Hey guys, today I would like to share with you one of the recent experiences I have had while following my duties at WFP.
We recently deployed a new platform which consists in a set of restful APIs which serve the purpose of data gateway/brokering between different systems.
The API gateway system has been delivered up until know on a standard hosting container solution and its costs was ridiculously low, less than 100 dollars per month. The system is currently exposing more than 30 millions of records and around 40.000 requests per day. All in all, numbers are growing as we speak (or better, as you read).
Everything used to work smoothly until the usage and the load requirements of the API gateway system increased. It was a very good sign, the business was growing. At the same time, the need to scale up arose. The good thing is that we were all ready for it, it didn’t find us unprepared. We were ready (Developers and Operations) not because the API gateway is a special case. Thanks to all the efforts done, we had the right culture to support quickly and effectively those changes. All in all, the system and the service were designed in the way they should be.

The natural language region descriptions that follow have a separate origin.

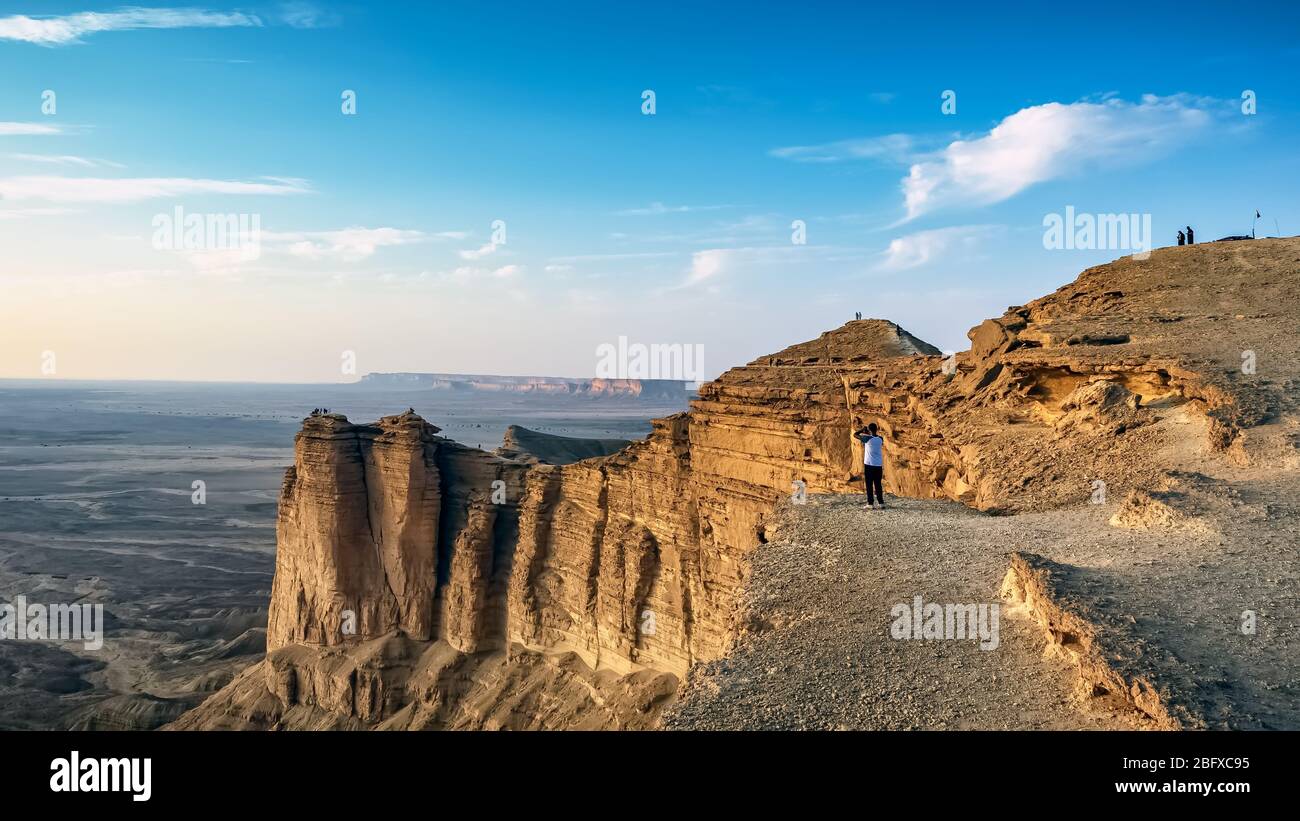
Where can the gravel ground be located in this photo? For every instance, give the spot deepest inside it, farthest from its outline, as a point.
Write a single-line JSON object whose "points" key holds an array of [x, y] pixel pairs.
{"points": [[817, 651]]}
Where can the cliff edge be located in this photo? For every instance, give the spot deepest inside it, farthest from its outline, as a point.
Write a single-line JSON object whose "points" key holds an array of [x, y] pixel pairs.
{"points": [[424, 583]]}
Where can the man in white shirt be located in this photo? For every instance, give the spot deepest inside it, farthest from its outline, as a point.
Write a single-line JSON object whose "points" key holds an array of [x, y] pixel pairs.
{"points": [[872, 464]]}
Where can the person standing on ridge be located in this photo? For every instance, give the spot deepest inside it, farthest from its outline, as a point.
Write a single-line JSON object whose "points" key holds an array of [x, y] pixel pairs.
{"points": [[872, 463]]}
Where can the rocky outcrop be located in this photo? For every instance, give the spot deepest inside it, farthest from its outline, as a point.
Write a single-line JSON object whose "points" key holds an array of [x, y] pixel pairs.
{"points": [[659, 390], [1113, 665], [635, 561], [524, 444]]}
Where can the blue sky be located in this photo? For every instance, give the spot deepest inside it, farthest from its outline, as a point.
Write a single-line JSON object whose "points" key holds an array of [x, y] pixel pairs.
{"points": [[666, 227]]}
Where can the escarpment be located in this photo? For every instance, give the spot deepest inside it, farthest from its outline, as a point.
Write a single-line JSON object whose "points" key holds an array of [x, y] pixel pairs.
{"points": [[408, 564]]}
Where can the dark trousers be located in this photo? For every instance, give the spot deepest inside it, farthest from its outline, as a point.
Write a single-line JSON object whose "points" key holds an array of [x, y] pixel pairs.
{"points": [[871, 477]]}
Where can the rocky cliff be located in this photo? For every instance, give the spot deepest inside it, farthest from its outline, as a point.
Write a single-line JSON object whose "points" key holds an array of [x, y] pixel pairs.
{"points": [[670, 390], [615, 574]]}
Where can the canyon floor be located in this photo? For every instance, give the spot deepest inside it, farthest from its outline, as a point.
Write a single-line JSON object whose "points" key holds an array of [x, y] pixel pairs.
{"points": [[96, 507], [1113, 467]]}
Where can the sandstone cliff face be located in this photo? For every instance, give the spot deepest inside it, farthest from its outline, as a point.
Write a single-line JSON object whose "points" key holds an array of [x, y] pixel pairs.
{"points": [[635, 561]]}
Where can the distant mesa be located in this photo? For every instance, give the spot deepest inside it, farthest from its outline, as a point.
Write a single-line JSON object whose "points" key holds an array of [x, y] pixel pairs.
{"points": [[671, 390]]}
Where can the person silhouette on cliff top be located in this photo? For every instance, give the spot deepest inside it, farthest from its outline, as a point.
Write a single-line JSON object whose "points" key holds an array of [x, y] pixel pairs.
{"points": [[872, 463]]}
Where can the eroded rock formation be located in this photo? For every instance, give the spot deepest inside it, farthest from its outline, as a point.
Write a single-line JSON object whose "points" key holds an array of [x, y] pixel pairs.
{"points": [[633, 563]]}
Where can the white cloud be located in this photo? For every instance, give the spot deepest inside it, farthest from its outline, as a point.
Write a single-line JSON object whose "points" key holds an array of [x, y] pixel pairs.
{"points": [[467, 273], [889, 147], [66, 29], [706, 265], [477, 253], [654, 209], [134, 189], [924, 247], [307, 16], [346, 244], [26, 129], [22, 213], [1047, 142], [65, 160]]}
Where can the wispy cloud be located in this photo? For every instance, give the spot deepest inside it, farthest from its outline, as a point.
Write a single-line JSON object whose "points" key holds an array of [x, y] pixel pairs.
{"points": [[659, 208], [63, 30], [347, 244], [889, 147], [477, 253], [135, 189], [926, 247], [65, 160], [307, 16], [26, 129], [1048, 142], [22, 213]]}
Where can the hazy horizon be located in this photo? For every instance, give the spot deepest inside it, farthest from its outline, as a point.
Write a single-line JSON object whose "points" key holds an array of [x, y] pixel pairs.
{"points": [[498, 191]]}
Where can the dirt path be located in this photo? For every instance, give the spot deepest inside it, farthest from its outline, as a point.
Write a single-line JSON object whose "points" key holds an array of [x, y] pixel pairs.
{"points": [[823, 657], [818, 652]]}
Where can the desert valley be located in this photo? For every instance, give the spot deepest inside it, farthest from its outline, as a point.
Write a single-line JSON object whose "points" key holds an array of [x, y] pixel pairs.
{"points": [[1113, 464]]}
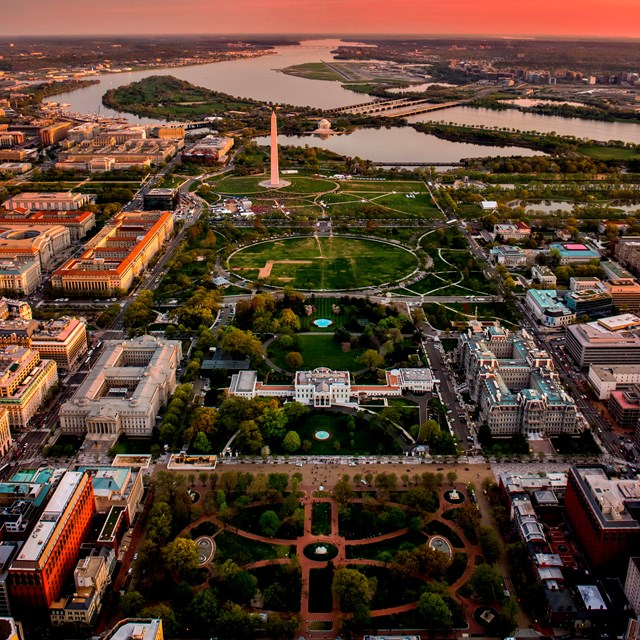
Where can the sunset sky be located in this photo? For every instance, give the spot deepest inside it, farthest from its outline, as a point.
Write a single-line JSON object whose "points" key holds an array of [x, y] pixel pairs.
{"points": [[604, 18]]}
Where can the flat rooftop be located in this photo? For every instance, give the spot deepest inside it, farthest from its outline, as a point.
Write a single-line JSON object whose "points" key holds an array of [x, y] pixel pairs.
{"points": [[46, 525]]}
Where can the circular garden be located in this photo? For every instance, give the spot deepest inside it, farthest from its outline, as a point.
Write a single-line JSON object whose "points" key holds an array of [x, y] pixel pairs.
{"points": [[324, 263]]}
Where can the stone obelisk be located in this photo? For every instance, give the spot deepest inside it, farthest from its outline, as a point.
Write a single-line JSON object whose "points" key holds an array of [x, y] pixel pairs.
{"points": [[275, 172], [274, 182]]}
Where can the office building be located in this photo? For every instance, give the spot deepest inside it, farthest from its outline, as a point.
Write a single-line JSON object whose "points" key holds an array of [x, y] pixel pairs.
{"points": [[91, 577], [8, 551], [136, 629], [161, 199], [590, 302], [79, 223], [614, 340], [41, 568], [208, 151], [11, 629], [573, 253], [118, 150], [22, 276], [613, 271], [584, 284], [14, 309], [25, 381], [117, 255], [625, 293], [54, 133], [607, 378], [510, 257], [47, 201], [125, 390], [116, 487], [29, 243], [324, 387], [514, 384], [627, 252], [5, 432], [624, 406], [602, 513], [63, 340], [544, 276], [519, 231], [548, 308]]}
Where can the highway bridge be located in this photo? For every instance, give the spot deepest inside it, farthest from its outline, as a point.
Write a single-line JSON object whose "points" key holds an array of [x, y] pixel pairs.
{"points": [[395, 107]]}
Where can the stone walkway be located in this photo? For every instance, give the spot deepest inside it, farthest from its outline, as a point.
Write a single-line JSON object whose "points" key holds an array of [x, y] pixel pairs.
{"points": [[341, 544]]}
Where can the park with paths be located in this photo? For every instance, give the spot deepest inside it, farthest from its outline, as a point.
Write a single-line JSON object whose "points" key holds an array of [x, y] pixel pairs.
{"points": [[372, 531]]}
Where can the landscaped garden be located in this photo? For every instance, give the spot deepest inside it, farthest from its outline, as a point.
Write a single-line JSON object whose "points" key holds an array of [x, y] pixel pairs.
{"points": [[323, 263], [382, 563]]}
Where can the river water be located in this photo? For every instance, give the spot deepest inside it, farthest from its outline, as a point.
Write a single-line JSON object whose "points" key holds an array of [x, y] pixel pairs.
{"points": [[260, 79]]}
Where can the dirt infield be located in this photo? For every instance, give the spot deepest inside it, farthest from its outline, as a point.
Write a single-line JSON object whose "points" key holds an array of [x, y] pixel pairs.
{"points": [[265, 271]]}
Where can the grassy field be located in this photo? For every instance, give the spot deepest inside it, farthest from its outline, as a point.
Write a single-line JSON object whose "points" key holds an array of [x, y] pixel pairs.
{"points": [[608, 153], [320, 350], [325, 263], [248, 185]]}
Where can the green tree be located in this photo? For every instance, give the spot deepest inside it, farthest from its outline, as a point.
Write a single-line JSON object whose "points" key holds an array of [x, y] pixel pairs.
{"points": [[294, 360], [242, 344], [204, 609], [490, 543], [201, 443], [486, 583], [352, 589], [242, 587], [181, 555], [371, 359], [291, 442], [434, 611], [269, 523], [131, 603]]}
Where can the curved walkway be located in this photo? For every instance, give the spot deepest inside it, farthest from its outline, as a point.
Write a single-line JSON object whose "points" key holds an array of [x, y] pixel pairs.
{"points": [[341, 543]]}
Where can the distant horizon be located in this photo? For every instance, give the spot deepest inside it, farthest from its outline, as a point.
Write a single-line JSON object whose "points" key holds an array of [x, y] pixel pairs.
{"points": [[345, 37], [609, 19]]}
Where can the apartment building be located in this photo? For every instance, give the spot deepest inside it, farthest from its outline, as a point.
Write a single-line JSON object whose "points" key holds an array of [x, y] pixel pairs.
{"points": [[514, 383], [125, 390], [117, 255], [41, 568], [25, 380]]}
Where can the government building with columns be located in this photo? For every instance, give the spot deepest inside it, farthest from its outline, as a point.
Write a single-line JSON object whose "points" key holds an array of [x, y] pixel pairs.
{"points": [[124, 392]]}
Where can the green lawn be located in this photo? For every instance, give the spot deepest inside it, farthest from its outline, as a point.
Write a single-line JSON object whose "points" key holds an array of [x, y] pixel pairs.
{"points": [[326, 263], [320, 350], [324, 309], [366, 441], [248, 185], [608, 153]]}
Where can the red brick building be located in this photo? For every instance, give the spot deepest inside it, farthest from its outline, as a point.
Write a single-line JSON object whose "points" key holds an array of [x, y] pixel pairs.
{"points": [[49, 555], [603, 513]]}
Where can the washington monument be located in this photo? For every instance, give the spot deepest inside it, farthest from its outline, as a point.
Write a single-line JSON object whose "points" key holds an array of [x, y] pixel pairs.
{"points": [[274, 182]]}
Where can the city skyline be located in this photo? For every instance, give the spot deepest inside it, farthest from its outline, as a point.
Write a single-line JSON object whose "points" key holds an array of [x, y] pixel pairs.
{"points": [[573, 18]]}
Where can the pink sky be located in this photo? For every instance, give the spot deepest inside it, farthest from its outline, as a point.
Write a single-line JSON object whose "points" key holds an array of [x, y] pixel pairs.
{"points": [[604, 18]]}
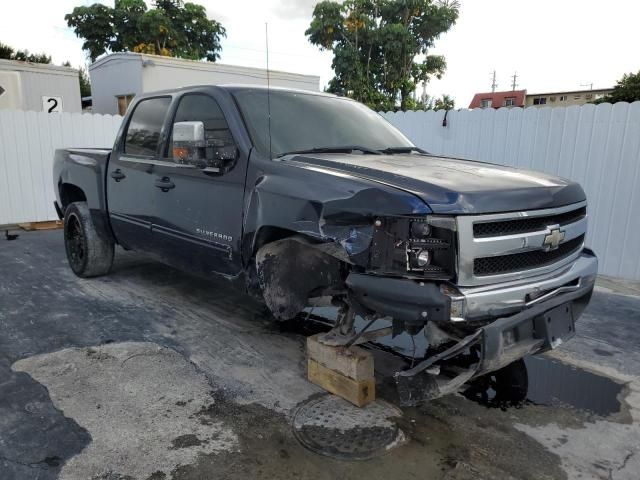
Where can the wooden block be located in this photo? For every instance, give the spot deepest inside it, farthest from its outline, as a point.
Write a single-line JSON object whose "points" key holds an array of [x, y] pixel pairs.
{"points": [[47, 225], [353, 362], [360, 393]]}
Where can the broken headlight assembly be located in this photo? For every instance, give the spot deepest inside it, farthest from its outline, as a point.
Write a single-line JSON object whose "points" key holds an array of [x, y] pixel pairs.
{"points": [[420, 247]]}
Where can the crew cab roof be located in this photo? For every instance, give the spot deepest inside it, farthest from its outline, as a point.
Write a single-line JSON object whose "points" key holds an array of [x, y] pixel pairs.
{"points": [[232, 88]]}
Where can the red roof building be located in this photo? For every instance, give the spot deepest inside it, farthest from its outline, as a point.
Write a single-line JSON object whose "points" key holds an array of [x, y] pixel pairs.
{"points": [[512, 98]]}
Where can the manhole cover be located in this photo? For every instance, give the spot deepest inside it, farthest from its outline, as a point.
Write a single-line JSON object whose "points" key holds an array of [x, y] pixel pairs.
{"points": [[332, 426]]}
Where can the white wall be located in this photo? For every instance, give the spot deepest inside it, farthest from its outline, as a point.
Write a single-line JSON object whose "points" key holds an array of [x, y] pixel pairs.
{"points": [[134, 73], [597, 146], [27, 144], [26, 84], [162, 74], [115, 75]]}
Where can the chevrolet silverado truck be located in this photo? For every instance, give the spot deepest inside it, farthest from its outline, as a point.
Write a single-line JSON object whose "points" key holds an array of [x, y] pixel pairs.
{"points": [[304, 199]]}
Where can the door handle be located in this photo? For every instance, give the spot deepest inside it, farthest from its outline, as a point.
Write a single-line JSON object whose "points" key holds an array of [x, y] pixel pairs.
{"points": [[117, 175], [165, 184]]}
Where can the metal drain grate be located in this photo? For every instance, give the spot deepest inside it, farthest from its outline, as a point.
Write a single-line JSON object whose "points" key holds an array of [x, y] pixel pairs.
{"points": [[333, 427]]}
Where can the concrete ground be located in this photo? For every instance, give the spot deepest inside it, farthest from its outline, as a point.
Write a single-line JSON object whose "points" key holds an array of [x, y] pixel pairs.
{"points": [[152, 374]]}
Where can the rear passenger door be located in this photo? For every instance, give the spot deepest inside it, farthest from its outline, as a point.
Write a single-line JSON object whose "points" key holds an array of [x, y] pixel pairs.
{"points": [[198, 219], [129, 183]]}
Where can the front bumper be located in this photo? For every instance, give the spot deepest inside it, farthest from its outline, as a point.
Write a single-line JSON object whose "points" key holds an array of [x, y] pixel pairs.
{"points": [[513, 320], [498, 300]]}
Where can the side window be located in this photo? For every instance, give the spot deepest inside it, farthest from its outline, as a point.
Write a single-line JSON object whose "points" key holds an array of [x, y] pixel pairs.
{"points": [[143, 132], [203, 108]]}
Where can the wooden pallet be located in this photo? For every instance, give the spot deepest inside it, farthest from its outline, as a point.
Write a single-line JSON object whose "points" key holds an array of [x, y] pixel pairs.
{"points": [[345, 372], [47, 225]]}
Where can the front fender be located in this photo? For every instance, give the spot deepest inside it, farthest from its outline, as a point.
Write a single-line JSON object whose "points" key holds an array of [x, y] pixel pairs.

In this article I will try to share with you the “how” we were able to scale up about ten times an application stack with no particular effort. All it takes is the right approach and a good knowledge of what running a modern IT service means. All it takes is a strong automation culture.
Tell me more, I am curious
The API gateway used to be operated by a simple infrastructure composed of 7 different elements:
A – A Django/Python application server, the nerve of the solution
B – A Ngnix front http server to serve static content and route requests to the right app pool
C – A Celery task manager to perform scheduled and/or asynchronous activities
D – A reverse proxy service, to handle client connections and redirect HTTP requests
E – A Redis server for data caching
F – A RabbitMQ server for asynchronous in flight transactions
G – A database service, to store authentication/authorization data
All these services were hosted on simple feeder containers. All in all the cost of the infrastructure was around $100 per month. A very low price for such complex and rich service.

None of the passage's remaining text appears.